L’Intelligence artificielle va-t-elle faire disparaître les traders ?

L’Intelligence artificielle va-t-elle faire disparaître les traders ?

Des ordinateurs et des algorithmes superpuissants sont déjà capables de surpasser les humains en matière de prédiction boursière. Faut-il s’en inquiéter ou s’en réjouir ? Et surtout quels impacts ces nouvelles technologies vont-elles avoir sur les humains et sur les emplois dans le domaine de la finance ?

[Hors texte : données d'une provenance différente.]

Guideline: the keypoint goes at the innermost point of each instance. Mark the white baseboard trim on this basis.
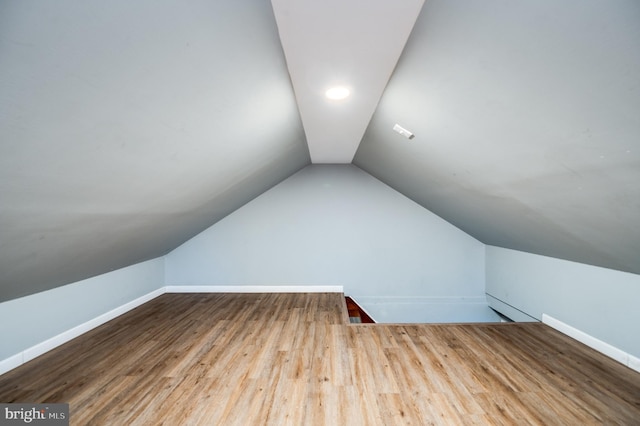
(10, 363)
(34, 351)
(55, 341)
(254, 289)
(611, 351)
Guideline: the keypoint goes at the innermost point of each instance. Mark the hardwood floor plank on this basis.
(203, 359)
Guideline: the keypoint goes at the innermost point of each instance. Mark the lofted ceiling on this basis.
(128, 127)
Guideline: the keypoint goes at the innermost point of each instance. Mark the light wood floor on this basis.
(281, 359)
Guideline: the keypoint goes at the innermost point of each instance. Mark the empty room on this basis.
(363, 212)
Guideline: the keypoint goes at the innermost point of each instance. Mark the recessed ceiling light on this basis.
(337, 93)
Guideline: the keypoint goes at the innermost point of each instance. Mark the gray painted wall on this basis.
(334, 225)
(127, 128)
(600, 302)
(27, 321)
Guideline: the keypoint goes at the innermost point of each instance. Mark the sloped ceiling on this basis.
(526, 117)
(128, 127)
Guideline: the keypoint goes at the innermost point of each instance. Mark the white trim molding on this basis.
(55, 341)
(254, 289)
(611, 351)
(34, 351)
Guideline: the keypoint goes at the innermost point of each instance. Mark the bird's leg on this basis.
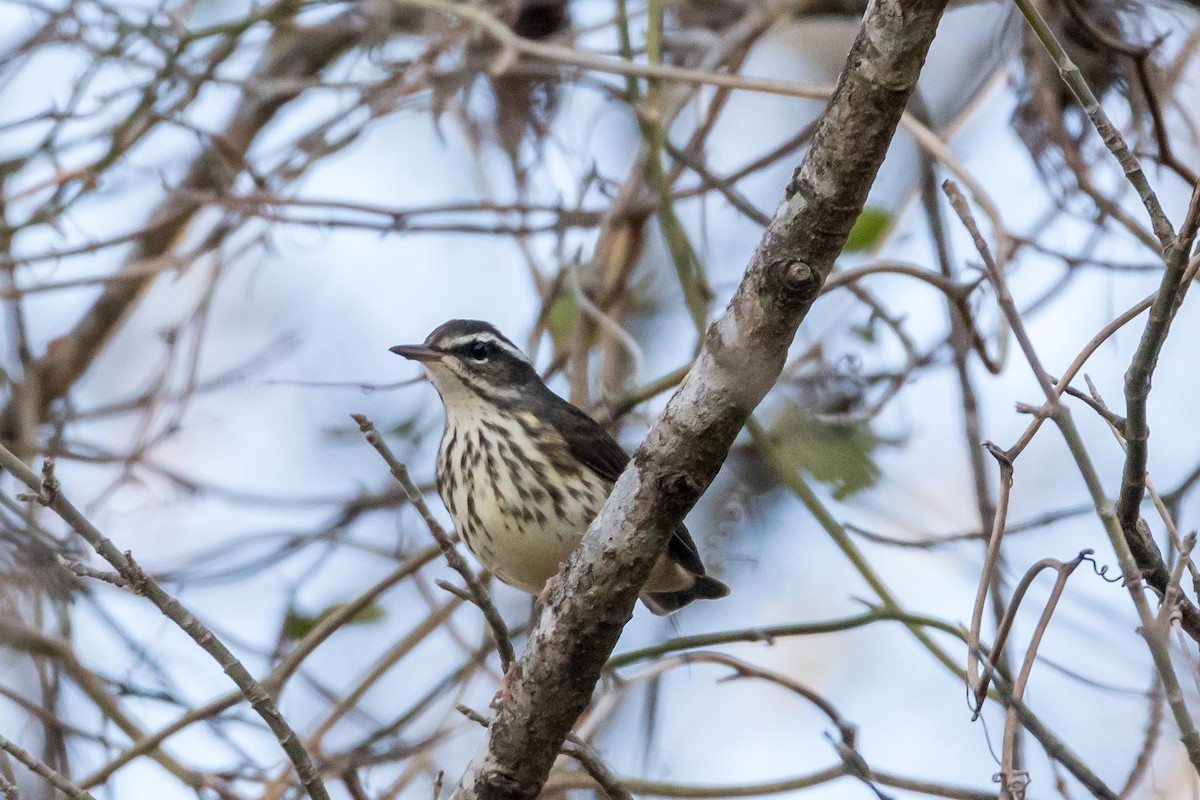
(544, 595)
(510, 674)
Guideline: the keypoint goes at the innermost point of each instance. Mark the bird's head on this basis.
(468, 360)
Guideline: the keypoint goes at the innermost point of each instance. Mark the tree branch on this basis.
(742, 358)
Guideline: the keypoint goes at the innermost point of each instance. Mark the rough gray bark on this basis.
(742, 358)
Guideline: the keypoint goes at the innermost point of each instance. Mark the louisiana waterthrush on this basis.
(523, 473)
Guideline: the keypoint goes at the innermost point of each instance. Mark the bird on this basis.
(523, 471)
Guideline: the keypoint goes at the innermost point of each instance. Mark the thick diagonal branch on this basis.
(742, 358)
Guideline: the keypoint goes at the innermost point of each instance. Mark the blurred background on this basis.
(220, 215)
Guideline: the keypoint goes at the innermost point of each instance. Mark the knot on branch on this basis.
(792, 280)
(48, 489)
(678, 486)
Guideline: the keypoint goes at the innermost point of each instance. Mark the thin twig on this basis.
(39, 768)
(141, 583)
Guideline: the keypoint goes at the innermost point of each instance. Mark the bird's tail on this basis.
(665, 602)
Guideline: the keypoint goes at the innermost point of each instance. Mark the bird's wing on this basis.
(588, 441)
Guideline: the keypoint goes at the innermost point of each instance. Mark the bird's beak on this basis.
(417, 353)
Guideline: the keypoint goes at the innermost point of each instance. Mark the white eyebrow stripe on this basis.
(484, 336)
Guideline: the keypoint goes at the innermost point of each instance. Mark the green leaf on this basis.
(840, 456)
(868, 229)
(562, 318)
(298, 625)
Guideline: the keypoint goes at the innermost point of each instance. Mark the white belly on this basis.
(510, 506)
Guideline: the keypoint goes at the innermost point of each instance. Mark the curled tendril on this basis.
(1103, 571)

Jeff Glickman n’est pas vraiment connu du grand public. Cet ingénieur en informatique américain n’a jamais travaillé à Wall Street ni dans aucune banque. Et pourtant, aujourd’hui sa compagnie J4 Capital – qui ne compte que quatre employés – est de loin la meilleure pour prédire les variations de la bourse.

Ces prédictions, ce ne sont d’ailleurs pas ses employés qui les font, mais une « super intelligence artificielle » qu’il a mis un peu plus d’une décennie à créer. Dans un bureau de la banlieue de Seattle, cette super intelligence se matérialise par plusieurs rangées de serveurs – 400 au total – qui avalent et digèrent des quantités astronomiques de données marchandes chaque seconde.

60% DE PRÉDICTIONS JUSTES

Certes, cela  fait des années que les banques et les traders utilisent des algorithmes pour réaliser des transactions, même de manière autonome, mais ils sont régulièrement obligés de les reprogrammer, en fonction des variations de la bourse. La force de Jeff Glickman, c’est qu’il a réussi à créer une intelligence artificielle capable de se reprogrammer elle-même, en fonction des événements qui provoquent des mouvements boursiers. 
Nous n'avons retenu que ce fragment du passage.